Today I’m wearing my old Elizabeth Cady Stanton t-shirt. The round, unsmiling face, white hair, and formal clothing pictured on it give no hint of her fire, brilliance, and courage.
Neither did the paragraph or so about her in my history textbooks. I didn’t see a biography of this founder of the women’s movement until years after I finished school. If you’ve never read her life story, please treat yourself to one. As Women’s History Month draws to an end, your library should have two or three at hand. And you can find the basic facts online.
She came to prominence when she organized a convention on women’s rights in Seneca Falls, New York, in July 1848. Many of the 240 participants were also working to abolish slavery. The busy young mother used the Declaration of Independence as a model for a Declaration of Sentiments to present to them. It contained 12 resolutions, the most controversial of which was the right to vote.

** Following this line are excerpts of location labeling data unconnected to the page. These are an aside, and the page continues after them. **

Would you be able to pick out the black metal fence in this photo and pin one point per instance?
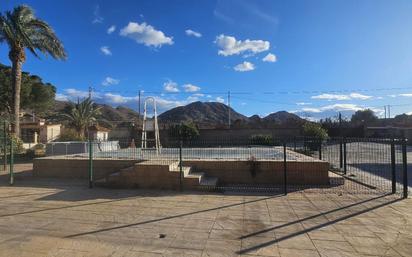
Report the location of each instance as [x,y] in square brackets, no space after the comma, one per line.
[278,165]
[338,165]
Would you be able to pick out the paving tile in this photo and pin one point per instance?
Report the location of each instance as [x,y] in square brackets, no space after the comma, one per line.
[260,246]
[295,241]
[286,252]
[120,223]
[342,246]
[368,245]
[326,235]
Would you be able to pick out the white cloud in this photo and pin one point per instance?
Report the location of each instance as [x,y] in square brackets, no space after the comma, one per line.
[105,50]
[73,93]
[109,81]
[190,88]
[111,29]
[193,33]
[338,107]
[170,86]
[359,96]
[97,18]
[342,97]
[118,99]
[145,34]
[331,97]
[303,103]
[244,66]
[230,46]
[220,99]
[270,58]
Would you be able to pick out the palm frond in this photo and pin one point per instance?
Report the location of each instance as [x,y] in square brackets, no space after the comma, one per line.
[21,29]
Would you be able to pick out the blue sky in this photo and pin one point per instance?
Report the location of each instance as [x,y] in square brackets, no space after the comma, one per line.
[314,58]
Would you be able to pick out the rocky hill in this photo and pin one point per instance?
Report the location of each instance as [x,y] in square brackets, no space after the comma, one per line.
[212,113]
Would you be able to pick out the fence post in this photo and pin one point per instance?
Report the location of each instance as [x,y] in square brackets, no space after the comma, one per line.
[294,143]
[405,169]
[180,165]
[393,166]
[344,156]
[285,181]
[90,164]
[11,163]
[320,148]
[5,146]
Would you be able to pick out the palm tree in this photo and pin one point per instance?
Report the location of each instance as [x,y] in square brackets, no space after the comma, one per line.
[20,29]
[82,115]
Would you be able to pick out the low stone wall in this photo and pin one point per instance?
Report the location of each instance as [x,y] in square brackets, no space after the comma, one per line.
[265,172]
[53,167]
[313,172]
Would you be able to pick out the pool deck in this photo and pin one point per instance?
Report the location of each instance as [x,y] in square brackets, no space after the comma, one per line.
[50,217]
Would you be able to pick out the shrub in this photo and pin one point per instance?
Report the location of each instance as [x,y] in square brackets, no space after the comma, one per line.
[316,135]
[70,135]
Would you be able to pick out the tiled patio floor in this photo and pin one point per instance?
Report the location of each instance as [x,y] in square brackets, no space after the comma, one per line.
[65,218]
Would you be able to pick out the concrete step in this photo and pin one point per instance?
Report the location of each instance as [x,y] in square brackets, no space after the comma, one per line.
[208,181]
[335,179]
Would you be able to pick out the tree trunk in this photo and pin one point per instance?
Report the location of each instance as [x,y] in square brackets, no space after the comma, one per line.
[17,57]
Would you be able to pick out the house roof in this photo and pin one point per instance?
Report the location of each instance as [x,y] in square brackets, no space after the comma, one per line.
[99,128]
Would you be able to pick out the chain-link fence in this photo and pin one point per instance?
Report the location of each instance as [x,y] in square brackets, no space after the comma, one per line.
[275,165]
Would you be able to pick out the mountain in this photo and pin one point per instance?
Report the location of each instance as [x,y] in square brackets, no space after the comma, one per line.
[205,113]
[283,117]
[110,116]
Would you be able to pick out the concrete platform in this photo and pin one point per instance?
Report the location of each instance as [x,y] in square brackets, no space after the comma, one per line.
[62,217]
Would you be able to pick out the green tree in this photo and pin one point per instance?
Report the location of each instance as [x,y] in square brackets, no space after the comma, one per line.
[364,117]
[82,115]
[20,29]
[35,94]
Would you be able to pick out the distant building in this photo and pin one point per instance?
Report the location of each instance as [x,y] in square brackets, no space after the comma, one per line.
[99,133]
[34,130]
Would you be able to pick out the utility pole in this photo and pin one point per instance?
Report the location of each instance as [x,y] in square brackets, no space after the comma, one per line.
[140,94]
[90,92]
[389,111]
[228,102]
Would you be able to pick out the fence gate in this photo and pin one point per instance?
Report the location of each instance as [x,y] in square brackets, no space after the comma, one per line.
[7,150]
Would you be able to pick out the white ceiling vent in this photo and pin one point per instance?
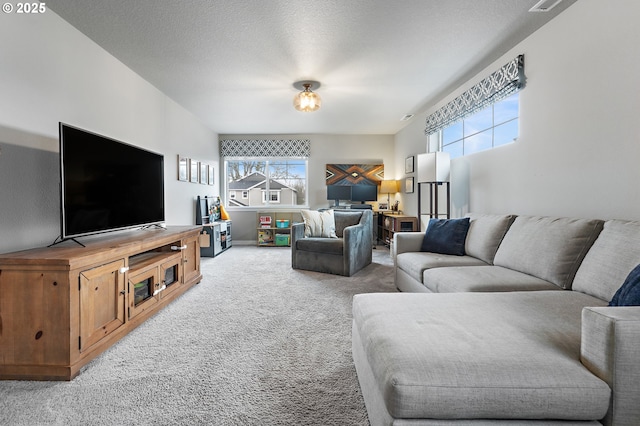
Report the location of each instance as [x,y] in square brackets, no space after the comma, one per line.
[544,5]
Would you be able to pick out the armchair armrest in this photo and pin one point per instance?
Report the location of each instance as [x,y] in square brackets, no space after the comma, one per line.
[610,349]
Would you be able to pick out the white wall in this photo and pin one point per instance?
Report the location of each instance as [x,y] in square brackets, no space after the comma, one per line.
[325,149]
[50,72]
[579,142]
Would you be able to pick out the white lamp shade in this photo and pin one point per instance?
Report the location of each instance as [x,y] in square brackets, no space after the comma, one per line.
[388,186]
[434,167]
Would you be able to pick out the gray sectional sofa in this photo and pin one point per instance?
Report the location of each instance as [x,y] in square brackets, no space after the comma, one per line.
[516,331]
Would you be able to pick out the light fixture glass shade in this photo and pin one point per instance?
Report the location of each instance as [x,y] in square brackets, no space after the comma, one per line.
[307,101]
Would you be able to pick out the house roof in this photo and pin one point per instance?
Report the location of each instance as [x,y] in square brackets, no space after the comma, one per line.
[233,63]
[256,180]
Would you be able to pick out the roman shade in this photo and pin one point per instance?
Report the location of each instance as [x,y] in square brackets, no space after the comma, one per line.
[300,148]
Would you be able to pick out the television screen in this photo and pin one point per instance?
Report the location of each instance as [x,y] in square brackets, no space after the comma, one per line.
[364,193]
[338,192]
[106,184]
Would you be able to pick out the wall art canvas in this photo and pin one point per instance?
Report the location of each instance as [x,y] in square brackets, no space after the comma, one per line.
[354,174]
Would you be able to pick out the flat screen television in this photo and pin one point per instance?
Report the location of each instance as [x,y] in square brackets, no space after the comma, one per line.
[338,192]
[107,185]
[364,193]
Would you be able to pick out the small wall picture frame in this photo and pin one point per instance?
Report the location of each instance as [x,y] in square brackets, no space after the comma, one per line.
[409,164]
[204,173]
[408,185]
[194,169]
[211,175]
[183,168]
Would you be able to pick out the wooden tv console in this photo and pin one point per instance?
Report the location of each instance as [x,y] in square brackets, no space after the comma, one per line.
[62,306]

Those resolutions show how few rights women had. For example, a married woman yielded to her husband any wages, property, and child custody rights. A husband could beat or imprison his wife without fear of any legal consequences. Colleges did not accept women, and the few jobs open to them paid much less than what men received.
She continued to work for women’s rights until her death in 1902. Women didn’t receive the right to vote throughout the United States until 18 years later. They have gradually gained the same legal rights as men—almost. Even now women earn much less than men.
The movement Elizabeth Cady Stanton and her contemporaries started remains unfinished.